The interpretability argument matters more here than the paper probably intended. In accounting, an auditor doesn't just need the right answer — they need a traceable chain of reasoning they can sign off on. ReAct's Thought traces give you that chain, and the observation that a human can correct a trajectory by editing one Thought is directly applicable to a human-in-the-loop review step before any journal entry commits to the ledger.

The failure mode I care about most, though, is compounding errors on long-horizon tasks. A reconciliation job touching fifty transactions has many more opportunities for a Thought to go wrong than a single-hop Wikipedia lookup. ReAct provides no native mechanism for the agent to detect that it has drifted — it just keeps going. Reflexion (Shinn et al., arXiv:2303.11366) addresses this by adding a verbal self-evaluation step, and ReAct + Reflexion closes 130 of 134 ALFWorld tasks compared to ReAct alone. That delta tells you how much value there is in adding a recovery loop on top of the basic ReAct scaffold.

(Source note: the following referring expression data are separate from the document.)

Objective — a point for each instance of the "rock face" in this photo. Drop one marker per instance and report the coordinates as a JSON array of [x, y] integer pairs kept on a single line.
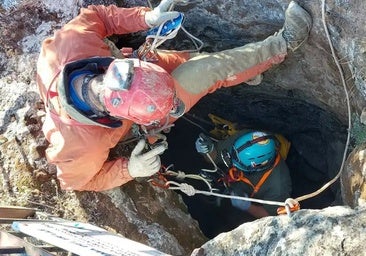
[[332, 231], [303, 98]]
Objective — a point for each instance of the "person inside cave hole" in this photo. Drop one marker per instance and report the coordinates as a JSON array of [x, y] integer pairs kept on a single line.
[[94, 100], [251, 164]]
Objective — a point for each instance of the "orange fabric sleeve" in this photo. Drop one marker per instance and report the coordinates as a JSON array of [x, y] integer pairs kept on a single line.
[[80, 153]]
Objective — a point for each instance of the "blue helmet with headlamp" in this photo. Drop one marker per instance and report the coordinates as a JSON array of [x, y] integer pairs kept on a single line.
[[254, 151]]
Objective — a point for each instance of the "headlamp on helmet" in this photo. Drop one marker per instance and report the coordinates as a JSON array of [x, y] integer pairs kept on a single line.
[[254, 151], [138, 91]]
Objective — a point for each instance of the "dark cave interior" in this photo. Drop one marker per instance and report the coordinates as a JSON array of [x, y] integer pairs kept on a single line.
[[316, 137]]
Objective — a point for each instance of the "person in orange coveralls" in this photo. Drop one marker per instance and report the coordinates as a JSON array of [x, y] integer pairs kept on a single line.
[[93, 100]]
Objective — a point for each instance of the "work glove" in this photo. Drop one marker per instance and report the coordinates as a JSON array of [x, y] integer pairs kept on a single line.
[[240, 204], [145, 164], [204, 144], [160, 14]]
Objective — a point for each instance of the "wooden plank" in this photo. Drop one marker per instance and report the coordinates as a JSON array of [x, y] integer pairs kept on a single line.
[[84, 239], [16, 212], [10, 242]]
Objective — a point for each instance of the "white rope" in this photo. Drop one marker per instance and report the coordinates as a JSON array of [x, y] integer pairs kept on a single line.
[[325, 186], [190, 191]]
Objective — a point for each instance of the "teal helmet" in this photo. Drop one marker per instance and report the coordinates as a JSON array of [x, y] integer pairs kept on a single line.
[[254, 151]]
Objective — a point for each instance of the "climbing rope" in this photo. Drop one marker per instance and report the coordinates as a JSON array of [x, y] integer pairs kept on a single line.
[[325, 186], [290, 202]]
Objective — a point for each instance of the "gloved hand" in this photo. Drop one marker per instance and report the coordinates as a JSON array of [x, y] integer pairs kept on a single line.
[[240, 204], [204, 144], [145, 164], [160, 14]]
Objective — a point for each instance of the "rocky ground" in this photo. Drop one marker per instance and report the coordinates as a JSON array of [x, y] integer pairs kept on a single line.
[[318, 129]]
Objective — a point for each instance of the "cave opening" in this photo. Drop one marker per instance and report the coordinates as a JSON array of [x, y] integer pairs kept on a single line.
[[317, 144]]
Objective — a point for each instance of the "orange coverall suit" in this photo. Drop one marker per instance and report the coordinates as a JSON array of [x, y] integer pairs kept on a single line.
[[80, 150]]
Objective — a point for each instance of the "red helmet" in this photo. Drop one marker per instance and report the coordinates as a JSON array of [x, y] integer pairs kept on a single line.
[[139, 91]]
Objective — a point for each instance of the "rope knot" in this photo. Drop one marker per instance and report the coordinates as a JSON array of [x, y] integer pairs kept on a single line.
[[188, 189]]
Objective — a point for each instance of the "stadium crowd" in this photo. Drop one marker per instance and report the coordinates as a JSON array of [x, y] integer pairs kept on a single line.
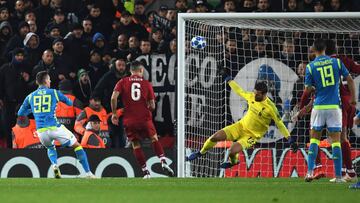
[[85, 45]]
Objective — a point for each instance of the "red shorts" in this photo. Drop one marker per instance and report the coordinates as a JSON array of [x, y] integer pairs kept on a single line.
[[348, 112], [138, 131]]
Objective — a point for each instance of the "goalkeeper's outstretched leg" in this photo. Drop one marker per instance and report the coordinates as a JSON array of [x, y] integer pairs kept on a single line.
[[209, 143]]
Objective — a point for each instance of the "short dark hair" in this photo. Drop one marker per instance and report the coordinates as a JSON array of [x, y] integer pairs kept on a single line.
[[261, 86], [330, 47], [319, 45], [40, 77], [135, 65]]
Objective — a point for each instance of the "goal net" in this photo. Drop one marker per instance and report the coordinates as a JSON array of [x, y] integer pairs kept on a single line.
[[251, 47]]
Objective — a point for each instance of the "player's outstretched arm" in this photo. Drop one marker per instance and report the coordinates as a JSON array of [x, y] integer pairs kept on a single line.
[[114, 117], [61, 97], [239, 90], [25, 108]]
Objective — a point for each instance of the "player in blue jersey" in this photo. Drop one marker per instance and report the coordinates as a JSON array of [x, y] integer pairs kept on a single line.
[[42, 103], [323, 76]]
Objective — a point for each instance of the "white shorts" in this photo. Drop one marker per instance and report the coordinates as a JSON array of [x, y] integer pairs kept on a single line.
[[60, 134], [329, 118]]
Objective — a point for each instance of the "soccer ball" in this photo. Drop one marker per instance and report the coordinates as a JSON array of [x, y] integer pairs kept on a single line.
[[198, 42]]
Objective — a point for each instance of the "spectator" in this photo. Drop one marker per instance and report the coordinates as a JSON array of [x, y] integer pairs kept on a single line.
[[30, 15], [43, 13], [83, 87], [181, 5], [139, 12], [229, 6], [62, 60], [99, 23], [106, 84], [91, 138], [19, 13], [98, 41], [96, 68], [88, 30], [14, 87], [134, 50], [4, 14], [31, 47], [32, 26], [25, 135], [59, 21], [65, 114], [145, 47], [158, 44], [5, 35], [129, 28], [288, 55], [47, 64], [263, 6], [163, 11], [94, 108], [121, 51], [17, 40], [77, 47], [104, 90]]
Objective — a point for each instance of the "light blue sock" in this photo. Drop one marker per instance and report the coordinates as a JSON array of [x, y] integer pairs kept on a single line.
[[313, 150], [52, 154], [82, 157], [337, 157]]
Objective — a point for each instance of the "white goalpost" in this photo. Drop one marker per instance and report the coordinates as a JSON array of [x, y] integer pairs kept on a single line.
[[250, 47]]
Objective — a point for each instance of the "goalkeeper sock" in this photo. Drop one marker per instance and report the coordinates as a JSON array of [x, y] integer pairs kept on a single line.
[[159, 151], [82, 157], [337, 157], [140, 157], [318, 158], [234, 159], [207, 145], [52, 154], [313, 150], [346, 155]]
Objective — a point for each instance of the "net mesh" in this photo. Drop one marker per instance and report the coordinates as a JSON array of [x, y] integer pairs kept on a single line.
[[275, 50]]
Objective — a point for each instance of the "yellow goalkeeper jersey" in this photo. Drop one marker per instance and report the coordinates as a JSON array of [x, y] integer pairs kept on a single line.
[[259, 114]]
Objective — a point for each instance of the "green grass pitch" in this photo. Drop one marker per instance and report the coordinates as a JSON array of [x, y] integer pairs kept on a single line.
[[171, 190]]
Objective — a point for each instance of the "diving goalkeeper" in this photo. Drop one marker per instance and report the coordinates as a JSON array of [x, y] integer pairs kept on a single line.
[[250, 129]]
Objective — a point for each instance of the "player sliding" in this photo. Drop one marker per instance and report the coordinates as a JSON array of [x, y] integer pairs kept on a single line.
[[323, 76], [42, 103], [139, 100], [250, 129]]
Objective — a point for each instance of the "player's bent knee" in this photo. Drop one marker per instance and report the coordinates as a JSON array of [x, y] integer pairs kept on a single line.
[[235, 148], [135, 144], [154, 138]]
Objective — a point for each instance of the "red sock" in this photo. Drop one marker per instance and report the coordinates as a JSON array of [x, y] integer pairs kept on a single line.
[[346, 154], [140, 157], [158, 149], [318, 158]]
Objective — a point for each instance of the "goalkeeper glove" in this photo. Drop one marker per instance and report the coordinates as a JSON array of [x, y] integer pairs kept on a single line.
[[293, 144], [225, 75]]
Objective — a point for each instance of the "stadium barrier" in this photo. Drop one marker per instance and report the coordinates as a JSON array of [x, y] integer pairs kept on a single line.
[[103, 163]]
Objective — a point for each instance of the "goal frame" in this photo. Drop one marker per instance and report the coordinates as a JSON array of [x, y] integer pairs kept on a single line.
[[181, 18]]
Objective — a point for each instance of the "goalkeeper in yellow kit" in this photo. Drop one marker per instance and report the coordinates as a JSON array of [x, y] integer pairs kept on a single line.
[[250, 129]]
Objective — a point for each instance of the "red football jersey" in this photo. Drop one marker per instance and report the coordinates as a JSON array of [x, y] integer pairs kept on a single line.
[[135, 92], [352, 67]]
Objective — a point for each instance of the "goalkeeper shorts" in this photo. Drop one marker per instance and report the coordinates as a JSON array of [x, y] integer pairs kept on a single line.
[[236, 132]]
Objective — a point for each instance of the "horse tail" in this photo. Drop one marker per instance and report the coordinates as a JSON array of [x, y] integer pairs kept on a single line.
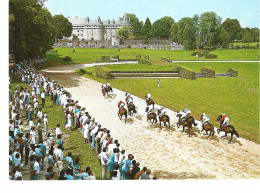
[[236, 133]]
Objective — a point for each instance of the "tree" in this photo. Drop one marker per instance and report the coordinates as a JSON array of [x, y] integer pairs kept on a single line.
[[125, 32], [161, 27], [232, 26], [247, 37], [30, 29], [208, 30], [147, 29], [136, 25], [62, 26]]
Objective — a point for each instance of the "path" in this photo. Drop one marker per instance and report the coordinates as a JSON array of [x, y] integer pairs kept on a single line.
[[168, 153]]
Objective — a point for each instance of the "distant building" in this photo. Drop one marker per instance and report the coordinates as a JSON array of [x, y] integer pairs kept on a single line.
[[87, 29]]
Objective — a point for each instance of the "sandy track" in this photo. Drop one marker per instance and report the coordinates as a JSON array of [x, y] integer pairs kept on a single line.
[[169, 153]]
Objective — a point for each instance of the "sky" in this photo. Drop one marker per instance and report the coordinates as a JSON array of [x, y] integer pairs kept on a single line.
[[246, 11]]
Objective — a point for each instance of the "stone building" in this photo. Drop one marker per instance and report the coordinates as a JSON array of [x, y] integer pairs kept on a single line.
[[87, 29]]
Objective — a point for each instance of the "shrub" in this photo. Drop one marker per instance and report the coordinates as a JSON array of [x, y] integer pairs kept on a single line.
[[207, 55], [185, 72], [67, 59], [105, 58], [208, 72], [232, 73], [103, 72], [138, 56]]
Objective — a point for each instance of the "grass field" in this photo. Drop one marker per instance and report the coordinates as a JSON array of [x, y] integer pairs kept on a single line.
[[245, 44], [237, 97], [73, 141], [90, 55]]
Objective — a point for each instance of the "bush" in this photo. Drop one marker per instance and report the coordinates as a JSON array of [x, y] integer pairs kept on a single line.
[[138, 56], [67, 59], [185, 72], [207, 55], [103, 72], [105, 58], [232, 73], [208, 72], [143, 61]]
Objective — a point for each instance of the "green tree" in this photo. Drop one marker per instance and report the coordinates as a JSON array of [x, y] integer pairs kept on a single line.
[[62, 26], [125, 32], [247, 37], [232, 26], [136, 25], [161, 27], [147, 29], [208, 30], [30, 29]]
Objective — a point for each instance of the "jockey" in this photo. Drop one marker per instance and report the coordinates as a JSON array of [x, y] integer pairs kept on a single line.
[[224, 120], [121, 104], [163, 112], [148, 97], [205, 119]]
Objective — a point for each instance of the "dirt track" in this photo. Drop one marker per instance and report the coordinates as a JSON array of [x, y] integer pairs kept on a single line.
[[170, 154]]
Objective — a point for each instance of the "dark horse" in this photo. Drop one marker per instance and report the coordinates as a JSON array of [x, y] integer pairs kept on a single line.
[[227, 129], [149, 102], [151, 116], [106, 91], [122, 112], [164, 118], [208, 127], [186, 122], [130, 106]]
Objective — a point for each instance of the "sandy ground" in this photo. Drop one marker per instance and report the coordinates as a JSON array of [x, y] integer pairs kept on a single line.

  • Reflexion: Language Agents with Verbal Reinforcement Learning (Shinn et al., 2023, arXiv:2303.11366) — adds a self-reflection step that lets a ReAct agent revise its strategy across episodes; the most direct extension for ledger agents that need to recover from mid-trajectory errors.
  • FireAct: Toward Language Agent Fine-tuning (Chen et al., 2023, arXiv:2310.05915) — fine-tunes models specifically on ReAct trajectories across multiple tools; relevant for training a Beancount-specific agent on real ledger tool calls.
  • Tree of Thoughts: Deliberate Problem Solving with Large Language Models (Yao et al., 2023, arXiv:2305.10601) — explores search over reasoning paths rather than committing to a single chain; matters for cases where the first ReAct trajectory is wrong and needs systematic backtracking.